And this time, it may be more difficult to challenge.
A rule that quietly targets specific use cases, incorporates more flexible definitions, or uses indirect enforcement mechanisms could easily pass under the radar — particularly in a future administration that’s less open to decentralization.
Why the crypto industry can’t afford to relax
The industry’s biggest mistake now would be to go silent. This moment of regulatory breathing room must be used to proactively shape the next phase of DeFi tax policy. Instead of reacting to bad rules, the crypto sector needs to define what fair, functional, and innovation-friendly regulation actually looks like.
That means distinguishing true brokers from automated smart contracts, clarifying reporting responsibilities for users and developers, and establishing tax frameworks that respect the pseudonymous nature of DeFi while addressing legitimate enforcement needs.
Without proactive lobbying and legislative engagement, the industry could find itself on the defensive again — and next time, the political climate may be far less favorable.
DeFi’s tax dilemma isn’t about privacy — it’s about definition
While the IRS’s attempt to force KYC compliance on DeFi raised concerns about privacy, the underlying issue is definitional: what is a broker in the age of code-as-infrastructure?
Smart contracts aren’t service providers. Liquidity pools, automated swaps, and protocol-based lending don’t have staff or customer support. Applying legacy definitions to these systems is like asking a vending machine to issue W-2s. It reflects a fundamental misunderstanding of the technology — and unless addressed, it will continue to generate inappropriate regulatory responses.
Audits, enforcement, and what comes next
With the rule repealed, don’t expect the IRS to back off. On the contrary, the agency may pivot to increased audits of crypto users, using blockchain data and third-party records to uncover reporting discrepancies. This is already happening with centralized exchanges and could soon extend to wallet activity and protocol interactions.
The message is clear: crypto is still seen as a major untapped source of tax revenue, and DeFi is in the crosshairs.

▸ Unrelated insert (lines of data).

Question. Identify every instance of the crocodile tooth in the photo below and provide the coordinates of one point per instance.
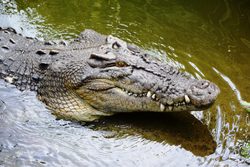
(40, 52)
(129, 93)
(162, 107)
(53, 52)
(149, 94)
(12, 41)
(187, 100)
(170, 102)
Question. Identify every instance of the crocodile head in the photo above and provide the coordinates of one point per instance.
(122, 78)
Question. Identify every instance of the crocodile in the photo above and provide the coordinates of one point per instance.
(98, 75)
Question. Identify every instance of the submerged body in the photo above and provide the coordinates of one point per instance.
(97, 75)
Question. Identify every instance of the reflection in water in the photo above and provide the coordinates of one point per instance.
(207, 38)
(173, 128)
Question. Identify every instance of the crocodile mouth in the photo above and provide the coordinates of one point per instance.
(107, 96)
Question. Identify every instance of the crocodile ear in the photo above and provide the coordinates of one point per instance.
(91, 38)
(101, 59)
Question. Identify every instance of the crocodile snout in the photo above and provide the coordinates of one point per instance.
(203, 93)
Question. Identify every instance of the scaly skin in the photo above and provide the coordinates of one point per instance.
(97, 75)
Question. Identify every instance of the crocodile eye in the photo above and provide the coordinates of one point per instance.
(121, 64)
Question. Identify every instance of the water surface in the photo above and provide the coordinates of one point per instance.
(209, 39)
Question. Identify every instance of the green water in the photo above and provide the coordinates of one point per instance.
(210, 39)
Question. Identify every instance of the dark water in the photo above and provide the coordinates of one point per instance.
(210, 39)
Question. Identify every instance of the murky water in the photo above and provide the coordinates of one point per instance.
(210, 39)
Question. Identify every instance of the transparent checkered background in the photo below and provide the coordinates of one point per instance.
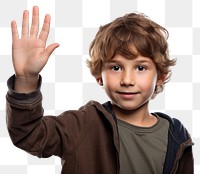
(67, 83)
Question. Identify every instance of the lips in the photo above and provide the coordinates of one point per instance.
(128, 95)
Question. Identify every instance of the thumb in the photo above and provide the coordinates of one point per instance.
(50, 49)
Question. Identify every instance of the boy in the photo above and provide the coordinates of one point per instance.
(129, 58)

The industry needs to prepare for enforcement by pushing for clarity — and compliance infrastructure that makes sense in a decentralized world.
The next four years are critical
With President Trump in office and a generally pro-crypto sentiment in Washington, the crypto sector has a rare opportunity to solidify a policy framework that could define the next decade of innovation. This window, however, will not stay open indefinitely.
If the community fails to act decisively, the next administration may bring back aggressive enforcement with stronger political cover and more public support. Any gains made today must be codified into law and regulatory guidance — or they risk being undone with a pen stroke in 2029.
A warning, not a win
The repeal of the IRS’s DeFi broker rule should be viewed not as a celebration, but as a warning shot. The government is watching. It is learning. It is preparing.
The crypto industry must do the same.
This is the time for unified advocacy, strategic education of regulators, and legal clarity that enables growth without surrendering the principles of decentralization. Without it, the next round of tax rules may come back harder, smarter, and nearly impossible to stop.